高樹:そうそう。髪の手触りとかね。髪、長くする?
林:しないしない(笑)。本の中で、暗闇の中で「烏帽子をとってください」って言うと、すごくためらうじゃないですか。
高樹:あれはね、絵巻物の中に共寝して裸になってる男が、烏帽子つけたままの絵があったの。男は頭頂部を人に見られるということに、ものすごく抵抗があったんだって。
林:へえ~、おもしろいですね。
高樹:だからセックスするときも烏帽子をつけてたの。でも、それをとらせる女が出てきて、男の頭をなでなでする、なでなでされることが快楽になってくるというのは、私のフィクションですけど(笑)。
林:この『業平』という本、小説家として円熟した今だからこそ書けた作品ですよね。
高樹:今まで手をつけないでおいてよかったかなという気はする。もう74歳になっちゃったから、自分の命があとどれぐらいってわかるじゃないですか。あなた今、直木賞の選考委員をやってるけど、私は去年、芥川賞の選考委員も卒業したからさ。もうここから先は第三次。寂聴さんは90歳を過ぎてもやってるから、まだ3分の1残ってると思って。
林:素晴らしいです。まだまだ大丈夫ですよ。作家としての第三次の領域に入って、これからは古典の小説化ですか。
高樹:そうですね。古典と格闘するときには、作家の身体からできてくる文体というのが私の場合は特に必要で、文体を手に入れられたら、平安のいろんなものが書けるんじゃないかなという気がしてる。
林:うわっ、すごい楽しみ。
高樹:まだ手をつけられていない平安期の文学って、いっぱいあるからね。第三次というか、私なりの小説家としてのアプローチの仕方が、平安にあるような気がしてる。
林:それはすごいです。おもしろそうですね。
高樹:文体って、そういうわからないところをのみ込ませちゃう力っていうか、そんな大昔のことなんて誰もわからないけど、それを文体自身が持ってる力で押し倒しちゃう。
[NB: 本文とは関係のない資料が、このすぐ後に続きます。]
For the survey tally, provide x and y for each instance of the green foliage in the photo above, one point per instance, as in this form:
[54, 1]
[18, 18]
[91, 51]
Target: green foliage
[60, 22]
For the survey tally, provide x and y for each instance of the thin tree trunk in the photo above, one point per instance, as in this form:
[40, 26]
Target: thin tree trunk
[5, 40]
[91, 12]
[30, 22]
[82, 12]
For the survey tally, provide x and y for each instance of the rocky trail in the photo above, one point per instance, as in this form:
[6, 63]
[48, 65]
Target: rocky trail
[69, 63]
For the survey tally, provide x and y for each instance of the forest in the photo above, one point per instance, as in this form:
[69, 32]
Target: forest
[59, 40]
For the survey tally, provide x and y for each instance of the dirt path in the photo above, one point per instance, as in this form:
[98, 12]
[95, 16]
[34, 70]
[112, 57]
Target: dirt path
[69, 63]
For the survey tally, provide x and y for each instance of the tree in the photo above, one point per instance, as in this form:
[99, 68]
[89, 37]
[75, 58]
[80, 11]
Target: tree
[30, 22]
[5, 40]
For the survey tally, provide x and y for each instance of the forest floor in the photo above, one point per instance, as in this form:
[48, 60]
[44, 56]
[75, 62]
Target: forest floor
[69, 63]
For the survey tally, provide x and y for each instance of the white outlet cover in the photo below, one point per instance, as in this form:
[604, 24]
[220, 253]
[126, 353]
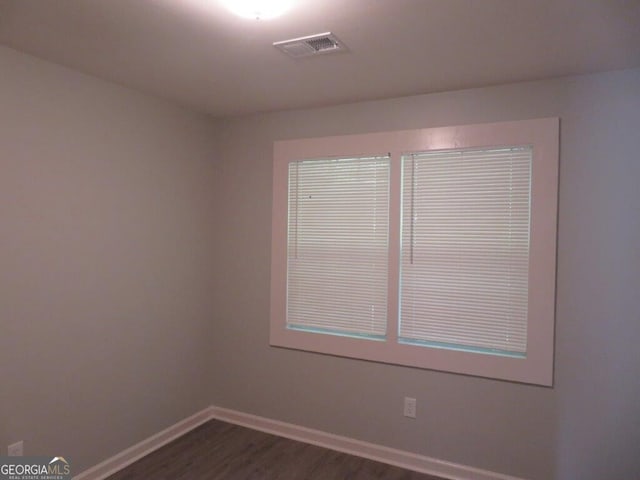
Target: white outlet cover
[409, 407]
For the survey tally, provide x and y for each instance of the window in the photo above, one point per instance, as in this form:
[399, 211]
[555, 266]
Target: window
[430, 248]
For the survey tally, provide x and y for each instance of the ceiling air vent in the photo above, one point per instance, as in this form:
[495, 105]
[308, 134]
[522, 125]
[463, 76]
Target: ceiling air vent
[311, 45]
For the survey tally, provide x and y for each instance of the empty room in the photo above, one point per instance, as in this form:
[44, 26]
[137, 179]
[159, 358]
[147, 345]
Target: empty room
[320, 239]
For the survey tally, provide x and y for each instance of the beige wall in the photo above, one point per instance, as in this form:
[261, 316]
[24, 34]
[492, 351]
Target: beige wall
[106, 225]
[134, 279]
[588, 425]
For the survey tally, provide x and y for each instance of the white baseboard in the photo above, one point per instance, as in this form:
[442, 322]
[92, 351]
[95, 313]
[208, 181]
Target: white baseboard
[399, 458]
[146, 446]
[391, 456]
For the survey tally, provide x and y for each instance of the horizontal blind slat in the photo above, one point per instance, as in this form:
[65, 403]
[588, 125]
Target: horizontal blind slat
[465, 248]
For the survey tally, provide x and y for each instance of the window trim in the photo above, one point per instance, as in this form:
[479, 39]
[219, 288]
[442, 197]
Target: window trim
[543, 134]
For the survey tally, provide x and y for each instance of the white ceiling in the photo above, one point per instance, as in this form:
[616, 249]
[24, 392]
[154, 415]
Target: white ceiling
[197, 53]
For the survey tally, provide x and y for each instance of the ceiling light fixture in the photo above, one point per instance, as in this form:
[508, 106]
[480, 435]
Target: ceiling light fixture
[258, 9]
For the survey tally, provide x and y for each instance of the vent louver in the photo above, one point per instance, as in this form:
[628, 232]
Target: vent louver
[312, 45]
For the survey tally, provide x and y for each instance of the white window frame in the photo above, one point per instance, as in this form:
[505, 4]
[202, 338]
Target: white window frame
[543, 136]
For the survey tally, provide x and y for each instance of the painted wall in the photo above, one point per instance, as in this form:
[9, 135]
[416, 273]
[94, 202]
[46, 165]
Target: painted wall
[106, 225]
[588, 425]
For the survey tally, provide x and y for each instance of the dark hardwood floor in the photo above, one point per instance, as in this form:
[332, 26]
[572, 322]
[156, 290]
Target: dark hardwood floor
[222, 451]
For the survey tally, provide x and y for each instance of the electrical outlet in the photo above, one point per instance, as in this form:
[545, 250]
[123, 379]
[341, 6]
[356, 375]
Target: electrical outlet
[16, 449]
[409, 407]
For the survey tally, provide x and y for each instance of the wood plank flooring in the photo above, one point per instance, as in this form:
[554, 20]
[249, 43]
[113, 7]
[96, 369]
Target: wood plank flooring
[221, 451]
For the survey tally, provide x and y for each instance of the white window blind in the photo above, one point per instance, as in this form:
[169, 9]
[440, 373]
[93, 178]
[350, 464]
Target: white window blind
[465, 249]
[337, 260]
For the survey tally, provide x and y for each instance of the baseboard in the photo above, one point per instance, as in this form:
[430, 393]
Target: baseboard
[391, 456]
[400, 458]
[146, 446]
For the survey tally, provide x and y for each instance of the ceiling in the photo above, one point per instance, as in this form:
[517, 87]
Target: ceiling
[197, 53]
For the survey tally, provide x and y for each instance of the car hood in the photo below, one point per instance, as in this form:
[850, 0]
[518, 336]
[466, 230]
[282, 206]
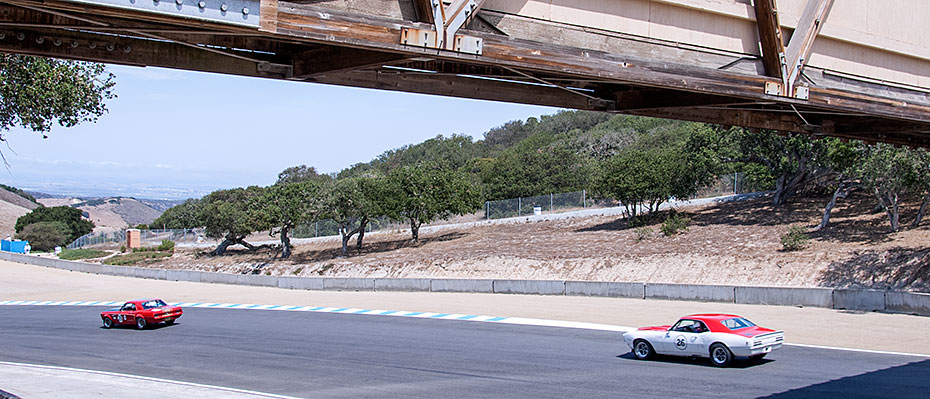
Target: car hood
[752, 331]
[655, 328]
文体がその力を持つには、頭でつくるんじゃなくて、身体が保証してるものが必要かなと思う。
林:なるほどね。今日は70代前半で新たなスタートを切ったお話が聞けて、すごく元気をもらいました。作家って、いくつになっても書けるからありがたいですよね。
高樹:そう。元気ならば。
林:コロナがまだ不安ですけど、お互い気をつけましょうね。